Young people often make the transition from Democrat to Republican as they mature. Ronald Reagan was once a Democrat. But in my mind, once a liberal, always a liberal.
Liberals will defend their ideology to the hilt, but they don’t like to be called “liberal,” preferring “progressive.” In a January 2014 Gallup poll, just 23 percent admitted to be liberal.
During her 2008 presidential run Hillary Clinton said, “I prefer the word ‘progressive’ … I consider myself a proud modern American progressive.” She claimed that over the years the definition of a liberal “has been turned up on its head and it’s been made to seem as a though it is a word that describes big government.” Bingo!
I’d like to tell you about two “Davids” – David Brooks and David Brock, both use the word “conservative” loosely. Very loosely.

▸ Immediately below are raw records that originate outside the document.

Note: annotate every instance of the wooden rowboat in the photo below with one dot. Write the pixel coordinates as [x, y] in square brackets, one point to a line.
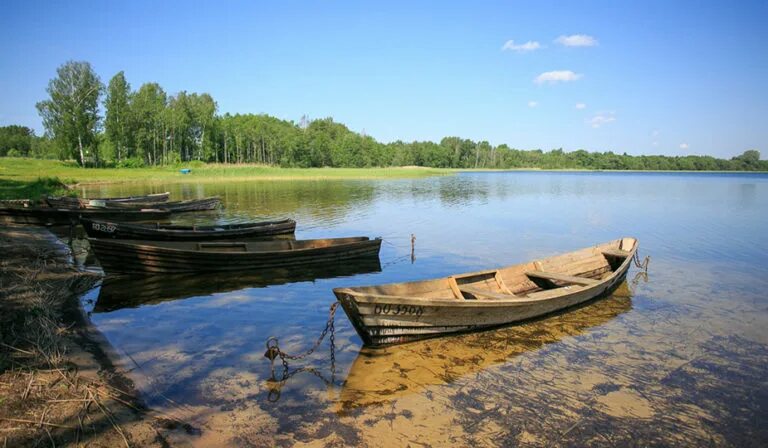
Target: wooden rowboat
[144, 257]
[68, 202]
[403, 312]
[189, 205]
[57, 216]
[122, 291]
[377, 378]
[106, 229]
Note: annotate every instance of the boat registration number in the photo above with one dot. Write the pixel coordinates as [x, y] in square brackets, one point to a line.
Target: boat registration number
[399, 310]
[109, 228]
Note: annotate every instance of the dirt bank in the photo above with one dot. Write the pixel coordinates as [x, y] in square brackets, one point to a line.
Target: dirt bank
[57, 382]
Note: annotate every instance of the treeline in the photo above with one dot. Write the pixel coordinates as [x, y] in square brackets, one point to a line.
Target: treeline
[150, 127]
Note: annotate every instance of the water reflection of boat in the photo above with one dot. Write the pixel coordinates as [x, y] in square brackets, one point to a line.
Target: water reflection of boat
[132, 292]
[381, 375]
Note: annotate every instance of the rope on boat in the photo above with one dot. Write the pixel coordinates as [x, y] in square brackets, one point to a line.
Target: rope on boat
[641, 265]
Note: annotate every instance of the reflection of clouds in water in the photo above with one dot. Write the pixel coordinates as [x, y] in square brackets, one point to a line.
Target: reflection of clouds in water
[684, 366]
[225, 299]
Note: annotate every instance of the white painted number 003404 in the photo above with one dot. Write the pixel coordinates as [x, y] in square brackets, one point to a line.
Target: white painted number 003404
[109, 228]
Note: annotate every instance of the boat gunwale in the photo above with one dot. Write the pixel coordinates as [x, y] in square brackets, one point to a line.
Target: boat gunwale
[200, 231]
[360, 297]
[159, 249]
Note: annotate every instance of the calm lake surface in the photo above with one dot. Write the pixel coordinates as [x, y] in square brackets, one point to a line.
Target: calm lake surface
[679, 357]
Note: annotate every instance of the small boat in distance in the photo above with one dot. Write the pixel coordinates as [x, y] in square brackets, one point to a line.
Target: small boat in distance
[146, 257]
[157, 231]
[403, 312]
[69, 202]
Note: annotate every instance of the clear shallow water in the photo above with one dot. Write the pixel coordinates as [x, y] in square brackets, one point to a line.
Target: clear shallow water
[679, 358]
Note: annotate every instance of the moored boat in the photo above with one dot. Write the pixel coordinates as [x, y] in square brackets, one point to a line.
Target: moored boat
[189, 205]
[125, 291]
[403, 312]
[70, 202]
[376, 376]
[144, 257]
[58, 216]
[157, 231]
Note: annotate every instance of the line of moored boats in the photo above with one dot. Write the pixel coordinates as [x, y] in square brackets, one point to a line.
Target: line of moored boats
[133, 248]
[381, 314]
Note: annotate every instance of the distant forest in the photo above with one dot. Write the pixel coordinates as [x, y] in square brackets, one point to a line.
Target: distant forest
[148, 127]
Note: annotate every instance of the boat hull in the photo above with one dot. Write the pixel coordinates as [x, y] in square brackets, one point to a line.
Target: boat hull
[382, 319]
[190, 205]
[69, 202]
[144, 257]
[54, 216]
[116, 230]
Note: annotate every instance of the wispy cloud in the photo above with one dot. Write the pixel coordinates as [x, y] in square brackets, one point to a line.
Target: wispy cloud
[601, 118]
[557, 76]
[577, 40]
[510, 45]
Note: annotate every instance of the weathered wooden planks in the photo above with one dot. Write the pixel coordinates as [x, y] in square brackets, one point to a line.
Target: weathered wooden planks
[403, 312]
[157, 231]
[136, 256]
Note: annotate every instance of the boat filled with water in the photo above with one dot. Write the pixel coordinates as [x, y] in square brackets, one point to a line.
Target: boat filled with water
[158, 231]
[71, 202]
[403, 312]
[143, 257]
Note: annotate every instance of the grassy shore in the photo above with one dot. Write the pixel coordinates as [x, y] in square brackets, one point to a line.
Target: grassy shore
[32, 178]
[69, 172]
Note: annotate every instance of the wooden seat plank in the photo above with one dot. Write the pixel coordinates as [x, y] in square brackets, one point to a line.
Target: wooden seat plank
[562, 278]
[616, 253]
[486, 294]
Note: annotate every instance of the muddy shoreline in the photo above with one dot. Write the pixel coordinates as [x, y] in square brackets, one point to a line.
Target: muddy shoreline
[59, 381]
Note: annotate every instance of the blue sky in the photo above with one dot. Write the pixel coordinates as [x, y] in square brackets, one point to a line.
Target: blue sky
[654, 77]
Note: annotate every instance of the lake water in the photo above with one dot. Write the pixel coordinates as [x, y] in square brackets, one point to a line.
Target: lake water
[679, 357]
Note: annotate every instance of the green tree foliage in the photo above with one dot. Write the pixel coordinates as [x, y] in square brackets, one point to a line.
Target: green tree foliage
[16, 139]
[150, 123]
[71, 114]
[117, 120]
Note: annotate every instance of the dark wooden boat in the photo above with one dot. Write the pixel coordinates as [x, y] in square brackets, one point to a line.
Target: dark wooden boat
[56, 216]
[107, 229]
[68, 202]
[403, 312]
[118, 292]
[138, 256]
[189, 205]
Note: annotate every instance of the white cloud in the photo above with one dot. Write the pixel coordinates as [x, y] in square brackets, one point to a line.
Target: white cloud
[557, 76]
[577, 40]
[510, 45]
[601, 119]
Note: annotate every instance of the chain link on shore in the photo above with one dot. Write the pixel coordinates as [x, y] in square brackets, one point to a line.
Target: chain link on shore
[273, 352]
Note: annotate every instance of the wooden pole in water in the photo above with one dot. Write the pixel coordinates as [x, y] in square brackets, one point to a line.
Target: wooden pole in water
[413, 248]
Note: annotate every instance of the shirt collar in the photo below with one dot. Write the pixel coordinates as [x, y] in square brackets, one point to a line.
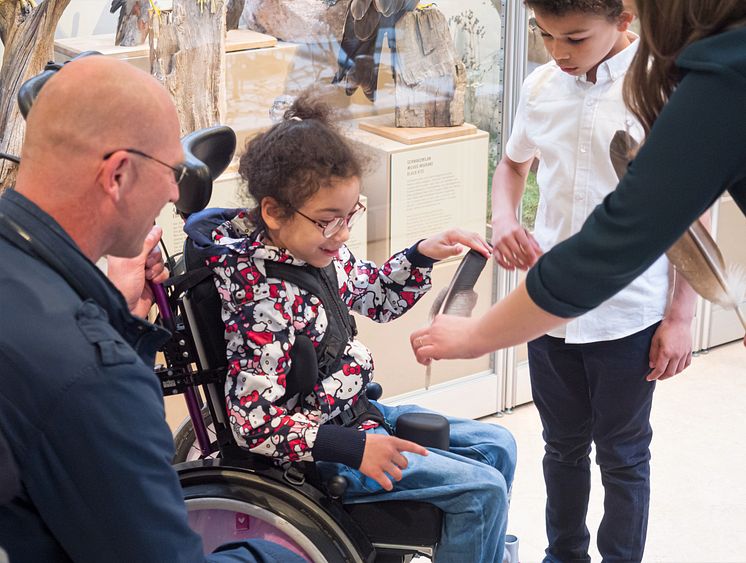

David Brooks is billed as a conservative columnist at the liberal New York Times. He has admitted being a liberal Democrat when he was young. The New Republic, a liberal publication, published a piece on Brooks’ meeting with then Senator Barack Obama. It was called, “The Courtship,” because it led to Brooks’ column, “Run, Barack, Run.”
“I don’t want to sound like I’m bragging, “ Brooks told New Republic writer Gabriel Sherman, “but usually when I talk to senators, while they may know a policy area better than me, they generally don’t know political philosophy better than me. I got the sense he (Obama) knew both better than me.”
Brooks recalled a vivid memory of that encounter during the interview. “I was looking at his pant leg and his perfectly creased pant, and I’m thinking, a.) he’s going to be president and b.) he’ll be a very good president.” Now that’s what I call deep thinking.
Obama certainly considered Brooks a liberal. When conservative columnist George Will hosted a dinner for Obama at his home during the 2008 campaign, he invited several conservative friends, including Charles Krauthammer, Larry Kudlow, Paul Gigot and David Brooks. When the president shook hands with Brooks he said, “What are you doing here?”
Once Obama was in office, Brooks considered “ninety-five percent of the decisions they (the administration) make are good and intelligent.” To which, Sherman wrote that Brooks, “prominent conservative, has become the most visible journalistic ally of arguably the most liberal president of his time.”
After Hillary Clinton’s reference to Obama’s “don’t do stupid stuff” foreign policy, Brooks could only say the pair represent “different Democratic differences.”
David Brock’s transformation has been via a more circuitous route. The giveaway should have been his graduation from the University of California at Berkeley. He joined the staff of the weekly conservative Insight on the News sister publication to The Washington Times. After a stint as a research fellow at the right-leaning Heritage Foundation, The American Spectator published his critical story about Clarence Thomas’s accuser, Anita Hill, which he later turned into a best-selling book.
In 1994 the Spectator ran his story about Bill Clinton’s Arkansas escapades, winning an award from the Western Journalism Center. Several years later he wrote, “The Seduction of Hillary Rodham,” a positive biography that caught conservatives off guard.
In July 1997 he recanted much of what he wrote for the Spectator in a piece he wrote for Esquire magazine called, “Confessions of a Right-Wing Hit Man.” He now calls himself a conservative Democrat.
In 2004 he founded Media Matters for America, said to be a non-profit organization that does progressive research dedicated to comprehensively monitor, analyze and correct conservative misinformation in the U.S. media. Leftist billionaire George Soros has provided funding for the organization.
Most recently, Media Matters has been doing hit pieces on what they call former CBS reporter Sharyl Attkisson’s “shoddy reporting” on Obama administration scandals.
Regarding my Aug. 20, 2014 post, “Is the media turning on Obama,” don’t look for either David to turn on Obama.